If your like me you only get 400 mg test a month (100mg/wk) and how you spend it is up to you . Get an alternative source and you can save the ones from your pharma , use em later in a cycle....~Bo
 
the one thing to look out for is this:

if a doc prescribes (said amount) and say you have ur own, but the doc only wants u to inject say 50 mlg 2 x's a week and ur doing say 400 or so, your fucking blood work will come back and show super high test levels and the doc may either discontinue your treatment or prety much go way low on ur next session of pins!

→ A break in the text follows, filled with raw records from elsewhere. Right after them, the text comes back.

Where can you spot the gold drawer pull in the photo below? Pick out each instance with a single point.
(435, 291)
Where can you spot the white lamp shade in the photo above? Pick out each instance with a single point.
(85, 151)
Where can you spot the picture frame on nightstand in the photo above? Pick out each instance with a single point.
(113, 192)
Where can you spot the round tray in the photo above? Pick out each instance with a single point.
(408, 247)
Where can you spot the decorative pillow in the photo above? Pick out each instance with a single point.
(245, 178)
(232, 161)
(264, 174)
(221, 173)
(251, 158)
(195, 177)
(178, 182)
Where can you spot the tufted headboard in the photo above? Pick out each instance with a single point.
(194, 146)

and if he sees this he will def change ur amount to a lower amount,

AND U DONT WANT THAT!!

a doc is not looking to HELP you GAIN MUSCLE!!! he is looking to get ur levels in a safe medium range so u dont hurt urself!!

i would er on the side of caution and only add in a bit at a time per pin, dont go overboard because that doc knows blood work if he is worth a damn, and he can nail u hard for medication abuse, and all sorts of other crap!!

be safe and be smart,

stay classy san diego, im Ron burgundy!
 
Thats why you want to be on the down cycle when you have to test for your doc/TRT . After your pct cycle you can go back on cruise , you just have to time it right .
 
Maybe work with the doctor? "Hey doc, this is better than before, but I'd like to try to optimise things, and I think I should increase the dose by 50% for a while, because . . . "

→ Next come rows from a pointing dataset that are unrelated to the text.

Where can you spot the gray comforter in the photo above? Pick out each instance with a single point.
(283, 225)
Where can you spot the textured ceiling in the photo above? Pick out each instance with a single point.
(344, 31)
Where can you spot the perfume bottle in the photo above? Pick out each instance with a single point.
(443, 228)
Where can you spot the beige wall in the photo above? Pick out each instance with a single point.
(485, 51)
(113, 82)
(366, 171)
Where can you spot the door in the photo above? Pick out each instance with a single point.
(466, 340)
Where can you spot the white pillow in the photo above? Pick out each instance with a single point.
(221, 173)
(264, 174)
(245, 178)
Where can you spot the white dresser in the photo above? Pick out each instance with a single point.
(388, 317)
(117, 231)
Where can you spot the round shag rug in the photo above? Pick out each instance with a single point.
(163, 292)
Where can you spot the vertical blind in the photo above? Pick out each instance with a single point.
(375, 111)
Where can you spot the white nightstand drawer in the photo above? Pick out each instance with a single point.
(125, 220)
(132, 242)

As long as you have some damn well thought out reasons, you're totally upfront about it, and you're just nice to the bloke, maybe he will work with you?

Most of them are pretty overworked and underpaid (yes, truly!) and have discovered that the ten years study haven't led to a glamorous life, and will be interested in doing something a little outside the square.
 
WT: I just thought of something. I've been reading a lot of papers (the abstracts at least) and there are a few very recent ones that recommend bringing T levels for everyone on testosterone replacement therapy (TRT) up to those of healthy 25-year olds - i.e. probably higher than you are scoring at the moment.

If I can find them again I'll post the links.
 
Not trying to take over your thread but I have similar questions and looks like some very knowledgeable people are here:
See my thread: steroidology.com/forum/anabolic-steroid-forum/626597-noob-help-request.html#post3079206

Here is a short summary. I feel great and don't want to start a life testosterone replacement therapy (TRT). I want to do a cycle without fear of arrest. My blood showed low T (335) and I have a 10ml prescription. Here is my proposed cycle and other options.

Week 1; 600mg; 300mg twice/wk
Week 2-6; 350mg taken 175mg twice/wk.
Week 7; 150mg taken 75mg twice/wk.

Halflife is about 5 days? I'll try and calculate what will be in my system at week 8.

Here is my wish list.

1. Do a "best-I-Can cycle" with what I have for my current legal prescription, 10ml.
2. Set myself up for a blood test in 8-10 weeks that looks like I'm using the prescription as intended (0.6ml/wk) to support a continued (or increased) prescription.
3. No continuous testosterone replacement therapy (TRT), I want to go back to my normal function of my testes after my cycles. How can I do post cycle therapy (pct) legally?
4. Have this continued prescription so I can do a proper cycle once or twice a year.

Options:
1. Start and continue testosterone replacement therapy (TRT) as prescribed and save up enough for a cycle/year. (I fear my T level will be too high and prescription will be reduced.)
2. Do a reduced testosterone replacement therapy (TRT) level so I minimize the effect on my normal system function but supports a blood test in 8-10 wks for continued or increased prescription.
3. Do my wishlist above with a "Best-I-Can" cycle, modified with your advice for a 8-10 wk blood test.